In the incredibly expensive, completely unforgiving blood sport of presidential politics, there are no parties, philosophies or ideologies as intellectuals imagine. As an operative, I have spent forty years in the arena learning there are only winners and losers. And winning is the whole game.
After a season of extravagant buildup and premature praise, Hillary Rodham Clinton’s top-tier rival, the youthful Barack Obama, is now favored by only 23 percent in the polls. He is no longer a fresh face and is being cut down to size by many fellow Democrats who previously hailed him as the alternative to Hillary.
Obama is like a rookie baseball player rushed up to the major league “show” unseasoned. Now he must prove he can hit really wicked curves and sliders.
Here’s my practical, strategic suggestion for Obama: visit the smartest African-American Democratic politician alive – Representative Charlie Rangel of New York’s Harlem -- and explore a tactical alliance with an invaluable potential mentor. Obama needs something important and substantive to talk about. Rangel needs help with what he calls “the Mother of all Tax Reforms.”
Seventy-seven year-old Charlie Rangel, after waiting decades, has at last risen to the chairmanship of the Congressional tax-writing Ways and Means Committee. A lifelong “tax and spend” liberal, Rangel last month unveiled a long-awaited “reform” of federal tax policy that would sharply raise taxes for two-income families earning $200,000 a year; eliminate the alternative minimum tax (AMT); provide additional breaks for low and middle income households and overhaul corporate taxes. While Rangel acknowledges that his proposal has little chance of passage this year or next, reports the New York Times (10/30/07), the election of a heavily Democratic Congress in 2008 would give Rangel’s political and legislative reforms the chance of a lifetime.
Obama’s great opportunity is to become the current and future champion of Rangel’s dream to ensure that 90 million Americans would pay lower taxes under his proposal that would impact the neglected younger, educated voters and families like himself who are heavily overtaxed. These high earners, once called Yuppies, are exposed to the so-called “alternative minimum tax” (AMT) that was stuck in the code 30 years ago to prevent the very rich and well-advised from avoiding all federal taxes. Now, the AMT turns the law upside down and eliminates almost all middle-class personal exemptions and itemized deductions, like state taxes and mortgage interest payments.

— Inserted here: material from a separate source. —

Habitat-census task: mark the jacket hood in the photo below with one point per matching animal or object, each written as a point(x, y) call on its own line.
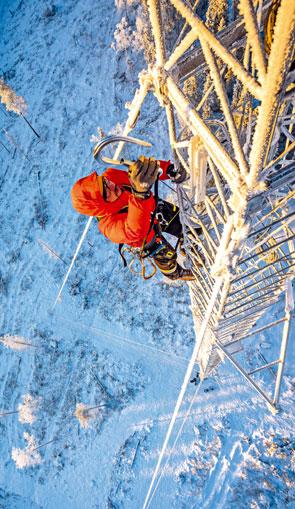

In any 2008 election Democratic Congressional sweep, tax reform that “soaks the rich” would be near the top of the party’s legislative agenda. “What Rangel has done is put out a coherent plan,” Robert E. Rubin told The New York Times. Rubin, who was Treasury Secretary under President Bill Clinton and is now chairman of the executive committee at Citigroup, added: “You may like it; you may not like it. But it starts a discussion.”
Obama can establish his claim on the future by identifying himself with AMT reform, sparing the younger, educated classes who are the driving force of America’s knowledge-based, high-tech economy and are the decisive voters of tomorrow.